A report from The College Fix this week highlights a new language resource guide from the Catholic University of Dayton that encourages students to stop using gendered terms such as “husband” and “wife.” Instead, the guide suggests that students use the gender-neutral alternatives “spouse,” “partner,” and “significant other.”

The guide, which was created by the University of Dayton’s Women’s Center, encouraged students to removed gendered language from all of their speech.

“Generic occupational titles like administrator, doctor, lawyer, nurse and secretary apply to both men and women. It is easier to see that these jobs can be done by a person of any gender when using gender inclusive or gender neutral language,” the guide reads.

In a statement to The College Fix, The University of Dayton described the language resource guide as an “educational resource.” The representative claimed that the guide does not represent official university policy.

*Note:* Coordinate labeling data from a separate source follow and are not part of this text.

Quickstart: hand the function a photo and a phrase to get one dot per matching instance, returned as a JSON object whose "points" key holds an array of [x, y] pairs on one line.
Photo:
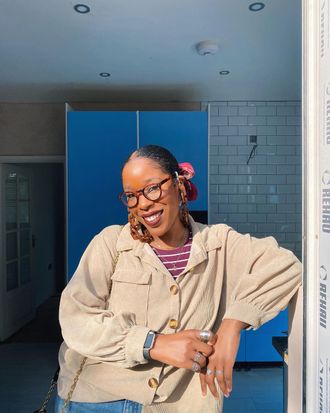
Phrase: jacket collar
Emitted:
{"points": [[205, 239]]}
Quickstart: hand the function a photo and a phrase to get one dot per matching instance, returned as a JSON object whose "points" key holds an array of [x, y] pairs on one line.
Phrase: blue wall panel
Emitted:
{"points": [[97, 145], [259, 343], [185, 134]]}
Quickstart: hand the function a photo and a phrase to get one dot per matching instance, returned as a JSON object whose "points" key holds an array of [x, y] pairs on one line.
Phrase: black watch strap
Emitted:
{"points": [[149, 343]]}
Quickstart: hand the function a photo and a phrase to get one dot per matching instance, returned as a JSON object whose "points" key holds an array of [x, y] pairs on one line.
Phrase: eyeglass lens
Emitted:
{"points": [[152, 193]]}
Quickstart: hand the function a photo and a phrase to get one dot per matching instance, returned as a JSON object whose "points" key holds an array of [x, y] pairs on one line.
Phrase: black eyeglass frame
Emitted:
{"points": [[140, 192]]}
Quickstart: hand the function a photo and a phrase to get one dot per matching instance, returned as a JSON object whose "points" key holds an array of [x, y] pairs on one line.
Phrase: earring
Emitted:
{"points": [[184, 211]]}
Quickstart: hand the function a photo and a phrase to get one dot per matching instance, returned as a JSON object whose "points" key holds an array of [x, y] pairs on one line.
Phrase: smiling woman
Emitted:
{"points": [[180, 294]]}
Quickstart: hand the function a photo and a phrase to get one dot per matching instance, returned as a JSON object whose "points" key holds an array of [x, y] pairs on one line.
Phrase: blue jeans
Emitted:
{"points": [[118, 406]]}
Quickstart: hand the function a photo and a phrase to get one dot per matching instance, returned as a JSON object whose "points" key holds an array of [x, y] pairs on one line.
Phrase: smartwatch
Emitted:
{"points": [[149, 343]]}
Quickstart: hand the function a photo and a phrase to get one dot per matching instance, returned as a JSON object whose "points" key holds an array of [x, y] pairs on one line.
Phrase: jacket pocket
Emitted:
{"points": [[130, 293]]}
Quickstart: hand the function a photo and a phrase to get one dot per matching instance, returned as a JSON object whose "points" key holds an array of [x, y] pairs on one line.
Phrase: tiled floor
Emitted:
{"points": [[26, 369], [29, 360], [258, 390]]}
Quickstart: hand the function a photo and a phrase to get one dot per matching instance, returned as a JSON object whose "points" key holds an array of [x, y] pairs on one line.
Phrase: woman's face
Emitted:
{"points": [[159, 217]]}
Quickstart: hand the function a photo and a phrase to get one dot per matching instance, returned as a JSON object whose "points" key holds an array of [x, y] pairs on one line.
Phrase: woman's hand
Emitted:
{"points": [[221, 362], [179, 349]]}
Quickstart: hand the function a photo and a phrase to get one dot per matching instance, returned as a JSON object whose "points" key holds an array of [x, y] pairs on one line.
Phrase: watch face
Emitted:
{"points": [[148, 344]]}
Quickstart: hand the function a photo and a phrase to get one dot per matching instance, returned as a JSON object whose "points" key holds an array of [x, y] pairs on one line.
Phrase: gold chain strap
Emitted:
{"points": [[49, 395], [75, 380]]}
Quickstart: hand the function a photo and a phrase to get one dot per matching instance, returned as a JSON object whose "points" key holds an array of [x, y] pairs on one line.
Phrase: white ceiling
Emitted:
{"points": [[50, 53]]}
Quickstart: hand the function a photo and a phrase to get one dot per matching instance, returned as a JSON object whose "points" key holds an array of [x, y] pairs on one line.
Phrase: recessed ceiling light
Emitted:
{"points": [[82, 8], [256, 6], [207, 47]]}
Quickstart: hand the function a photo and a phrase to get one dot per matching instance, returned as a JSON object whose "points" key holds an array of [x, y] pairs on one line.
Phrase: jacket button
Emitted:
{"points": [[153, 383], [174, 289], [173, 323]]}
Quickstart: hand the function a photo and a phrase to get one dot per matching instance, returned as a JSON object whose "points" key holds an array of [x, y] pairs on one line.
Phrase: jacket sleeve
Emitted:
{"points": [[88, 325], [261, 278]]}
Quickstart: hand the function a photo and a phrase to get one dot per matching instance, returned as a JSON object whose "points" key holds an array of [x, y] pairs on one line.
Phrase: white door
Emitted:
{"points": [[16, 305]]}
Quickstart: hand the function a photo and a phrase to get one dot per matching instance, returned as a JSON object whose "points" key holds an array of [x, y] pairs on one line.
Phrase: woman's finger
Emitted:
{"points": [[210, 376], [198, 358], [204, 348], [219, 374], [203, 383], [228, 376]]}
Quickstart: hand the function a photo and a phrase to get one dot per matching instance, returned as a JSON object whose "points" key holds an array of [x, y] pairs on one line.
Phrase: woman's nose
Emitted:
{"points": [[144, 203]]}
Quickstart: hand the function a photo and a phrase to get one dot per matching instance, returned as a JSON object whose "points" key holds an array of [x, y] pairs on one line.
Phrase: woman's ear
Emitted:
{"points": [[182, 189]]}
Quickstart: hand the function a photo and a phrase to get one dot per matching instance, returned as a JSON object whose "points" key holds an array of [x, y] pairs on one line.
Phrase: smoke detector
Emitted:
{"points": [[207, 47]]}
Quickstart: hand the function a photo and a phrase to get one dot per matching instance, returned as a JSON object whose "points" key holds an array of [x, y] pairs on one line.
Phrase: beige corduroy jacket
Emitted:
{"points": [[229, 275]]}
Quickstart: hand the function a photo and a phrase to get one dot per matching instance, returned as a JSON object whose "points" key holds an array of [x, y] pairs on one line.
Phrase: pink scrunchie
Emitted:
{"points": [[187, 171]]}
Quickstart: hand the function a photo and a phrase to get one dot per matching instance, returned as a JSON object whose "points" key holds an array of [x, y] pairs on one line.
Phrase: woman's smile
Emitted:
{"points": [[152, 219]]}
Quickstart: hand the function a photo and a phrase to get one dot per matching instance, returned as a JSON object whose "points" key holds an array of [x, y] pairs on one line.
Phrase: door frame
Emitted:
{"points": [[15, 159]]}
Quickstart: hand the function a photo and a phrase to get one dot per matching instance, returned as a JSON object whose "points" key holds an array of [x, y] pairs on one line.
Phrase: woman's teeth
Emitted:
{"points": [[152, 218]]}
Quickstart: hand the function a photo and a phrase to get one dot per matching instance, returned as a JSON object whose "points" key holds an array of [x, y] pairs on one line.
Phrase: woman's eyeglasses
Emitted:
{"points": [[152, 192]]}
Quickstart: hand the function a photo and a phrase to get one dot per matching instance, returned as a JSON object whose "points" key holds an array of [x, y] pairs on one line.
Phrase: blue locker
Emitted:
{"points": [[98, 143], [259, 343]]}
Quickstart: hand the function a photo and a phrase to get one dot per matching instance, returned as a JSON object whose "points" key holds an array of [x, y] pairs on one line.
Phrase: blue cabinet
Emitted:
{"points": [[98, 143], [256, 346]]}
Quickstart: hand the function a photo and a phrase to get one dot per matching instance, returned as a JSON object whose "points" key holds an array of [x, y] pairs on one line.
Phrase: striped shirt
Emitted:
{"points": [[175, 260]]}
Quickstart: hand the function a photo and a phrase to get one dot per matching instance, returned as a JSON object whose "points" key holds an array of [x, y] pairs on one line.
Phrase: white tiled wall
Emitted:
{"points": [[264, 196]]}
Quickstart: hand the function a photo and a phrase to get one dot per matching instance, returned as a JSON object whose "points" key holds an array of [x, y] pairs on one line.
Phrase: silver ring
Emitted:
{"points": [[195, 367], [205, 335], [197, 356]]}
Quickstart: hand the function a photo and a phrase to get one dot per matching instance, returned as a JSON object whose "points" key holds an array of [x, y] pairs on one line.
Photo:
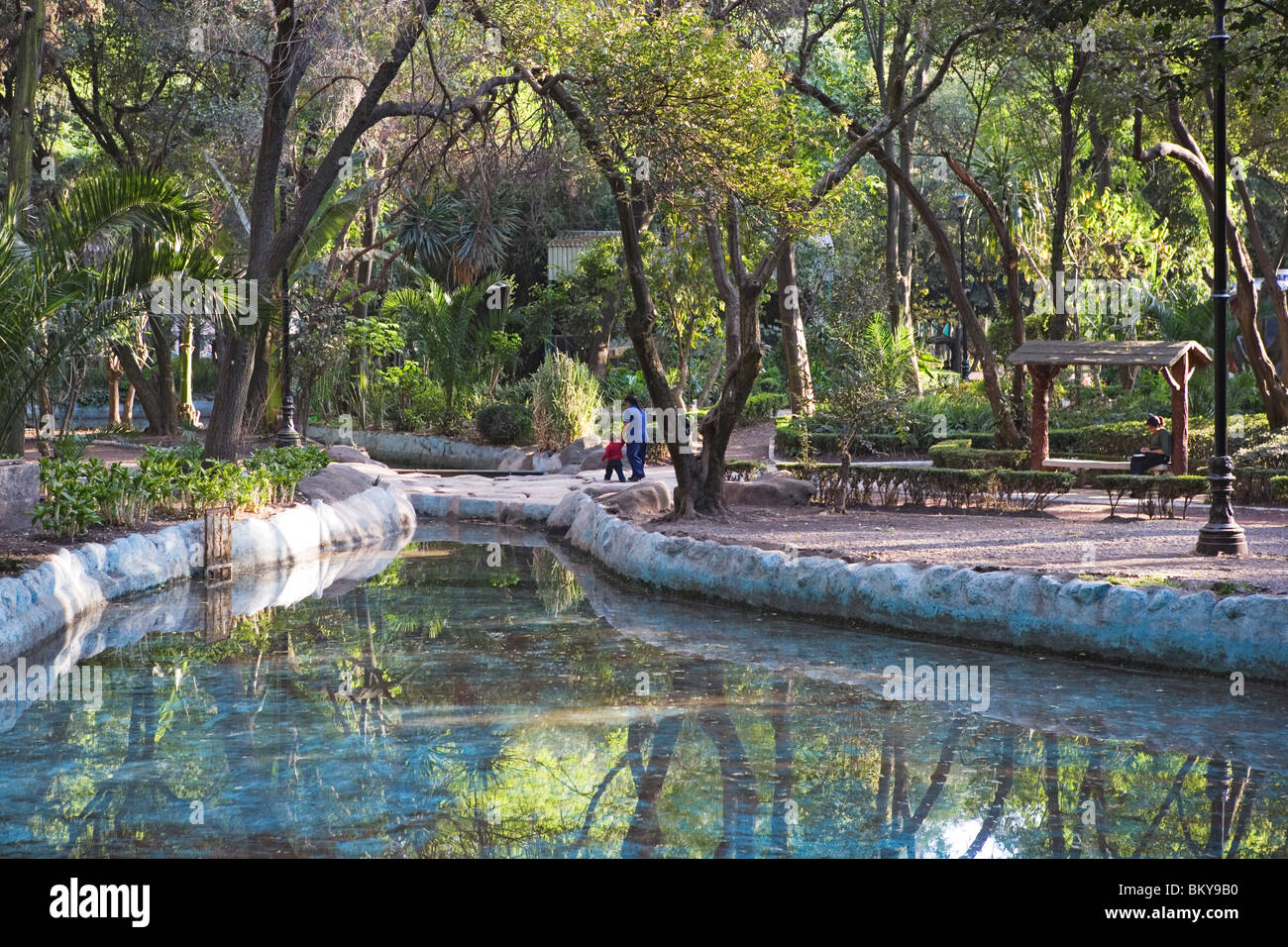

“The gender inclusive language is an educational resource — it is neither a guide nor an advisory nor does it represent University of Dayton or Women’s Center policy — and has been posted on the website for at least three years,” they explained in the statement. “It is an educational resource geared to assist those who prefer to use gender inclusive language as well as those who wish to avoid assuming the gender of an individual being discussed.”

John Gomez, the president of the University of Dayton College Republicans, condemned the language resource guide, calling it a sign of the “PC culture” at the University of Dayton.

“Thankfully, I don’t think anyone on campus has even seen this list before (I know I haven’t). Likewise, I don’t believe there is a rampant or even prominent PC culture on the University of Dayton’s campus,” Gomez said.